Unfortunately this facile method of explaining the operations of nature, when we cannot see their causes, has no basis beyond the imagination which created it, and cannot be supported by proof…… in all nature's works nothing is done abruptly, but that she acts everywhere slowly and by successive stages; and on the other hand that the special or local causes of disorders….can account for everything that we observe on the surface of the earth, while still remaining subject to nature's laws and general procedures. [45, 46]
From these principles he concluded that evolution of species had taken place and that the fossil record provided the necessary evidence to prove it.
Lamarck and Man
Others before Lamarck had suggested that mankind and the great apes shared a common ancestor, but he was the first to compare the anatomical features of the skeleton of a chimpanzee with that of a human, and in 1815 concluded that they did share a common ancestry. This shocked many at the time, not least Georges Cuvier and most educated people in France and the rest of Europe, who strongly opposed the idea because it undermined Christian teaching on the uniqueness of mankind among animals. When William Lawrence published very similar views in 1819 in his Lectures on Comparative Anatomy he was forced to withdraw it from sale because of the hostile reaction from those in power who threatened to remove him from his posts as a doctor at Bridewell and Bethlem hospitals. His book, which was published many times in the form of pirated editions, was read by medical students at Edinburgh in the 1830s when Charles Darwin attended lectures there. The controversy concerning the common ancestry of mankind and the great apes continued into the middle decades of the nineteenth century when the leading British anatomist Richard Owen clashed with Thomas Huxley, including at the Oxford meeting of the British Association for the Advancement of Science in 1860. The dispute was not resolved until the middle of the 1860s when Huxley and others were able to finally prove that the anatomy of the great apes and mankind really did point to a common descent from earlier primates.

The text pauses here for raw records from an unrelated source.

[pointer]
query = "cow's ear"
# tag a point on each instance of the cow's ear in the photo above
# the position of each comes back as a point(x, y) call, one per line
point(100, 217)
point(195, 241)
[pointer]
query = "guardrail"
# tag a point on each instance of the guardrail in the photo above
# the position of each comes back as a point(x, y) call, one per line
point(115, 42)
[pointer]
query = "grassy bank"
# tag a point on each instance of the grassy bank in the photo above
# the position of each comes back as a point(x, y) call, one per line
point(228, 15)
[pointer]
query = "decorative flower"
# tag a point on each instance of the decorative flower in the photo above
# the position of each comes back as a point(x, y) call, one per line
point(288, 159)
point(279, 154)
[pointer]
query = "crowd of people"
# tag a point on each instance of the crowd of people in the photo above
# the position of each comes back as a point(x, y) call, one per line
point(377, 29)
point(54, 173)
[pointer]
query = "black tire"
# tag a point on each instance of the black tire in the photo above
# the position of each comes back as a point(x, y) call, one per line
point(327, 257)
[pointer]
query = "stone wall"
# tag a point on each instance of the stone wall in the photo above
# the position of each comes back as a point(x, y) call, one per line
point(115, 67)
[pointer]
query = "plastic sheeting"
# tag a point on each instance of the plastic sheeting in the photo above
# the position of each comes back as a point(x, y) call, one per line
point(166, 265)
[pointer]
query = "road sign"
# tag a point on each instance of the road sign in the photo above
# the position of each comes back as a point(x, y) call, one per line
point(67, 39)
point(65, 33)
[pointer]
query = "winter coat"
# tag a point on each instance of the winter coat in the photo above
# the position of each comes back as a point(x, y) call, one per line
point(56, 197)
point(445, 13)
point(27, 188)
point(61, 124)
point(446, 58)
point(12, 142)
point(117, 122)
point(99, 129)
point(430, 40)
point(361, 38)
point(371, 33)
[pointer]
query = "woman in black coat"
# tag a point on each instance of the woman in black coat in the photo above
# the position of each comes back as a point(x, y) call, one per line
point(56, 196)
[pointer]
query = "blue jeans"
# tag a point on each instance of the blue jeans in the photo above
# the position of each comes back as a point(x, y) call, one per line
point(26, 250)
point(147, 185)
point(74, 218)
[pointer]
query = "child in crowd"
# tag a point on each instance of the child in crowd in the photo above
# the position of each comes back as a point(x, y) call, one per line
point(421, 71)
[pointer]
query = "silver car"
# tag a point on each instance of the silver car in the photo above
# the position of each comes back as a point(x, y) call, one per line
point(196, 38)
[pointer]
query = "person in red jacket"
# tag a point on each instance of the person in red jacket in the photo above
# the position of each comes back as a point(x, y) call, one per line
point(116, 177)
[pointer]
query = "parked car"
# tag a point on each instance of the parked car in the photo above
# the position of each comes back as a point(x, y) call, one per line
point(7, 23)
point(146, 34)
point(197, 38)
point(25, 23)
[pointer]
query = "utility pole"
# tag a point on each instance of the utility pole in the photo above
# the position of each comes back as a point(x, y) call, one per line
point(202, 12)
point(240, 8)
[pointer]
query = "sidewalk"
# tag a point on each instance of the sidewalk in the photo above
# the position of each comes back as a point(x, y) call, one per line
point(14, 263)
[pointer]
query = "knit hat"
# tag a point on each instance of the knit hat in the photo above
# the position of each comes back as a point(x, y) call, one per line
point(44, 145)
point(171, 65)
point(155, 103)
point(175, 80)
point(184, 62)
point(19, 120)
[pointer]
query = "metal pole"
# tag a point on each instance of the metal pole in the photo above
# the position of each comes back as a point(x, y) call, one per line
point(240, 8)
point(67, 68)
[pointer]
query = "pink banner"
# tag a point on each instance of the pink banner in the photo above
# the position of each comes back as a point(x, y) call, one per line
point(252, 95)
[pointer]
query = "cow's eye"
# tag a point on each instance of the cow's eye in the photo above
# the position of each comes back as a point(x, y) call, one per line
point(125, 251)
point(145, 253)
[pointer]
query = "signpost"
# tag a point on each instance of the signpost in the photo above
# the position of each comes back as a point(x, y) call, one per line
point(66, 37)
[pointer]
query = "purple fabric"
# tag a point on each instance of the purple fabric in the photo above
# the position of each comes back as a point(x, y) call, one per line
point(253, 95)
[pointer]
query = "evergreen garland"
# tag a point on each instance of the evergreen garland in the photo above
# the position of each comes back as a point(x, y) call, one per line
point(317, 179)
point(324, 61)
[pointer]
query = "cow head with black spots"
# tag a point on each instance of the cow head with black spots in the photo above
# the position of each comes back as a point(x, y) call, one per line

Lamarck was the first modern scientist to state the theories of the reality and history of evolution and he made an important contribution to the ecological theory on the processes of evolution. It is a common misperception that the theory of evolution is a theory on the process of evolution: it is not because there are many processes which cause and contribute to it. According to S. Lovtrup, an eminent embryologist: "No other person ever made a greater contribution to the study of evolution" than J. B. Lamarck.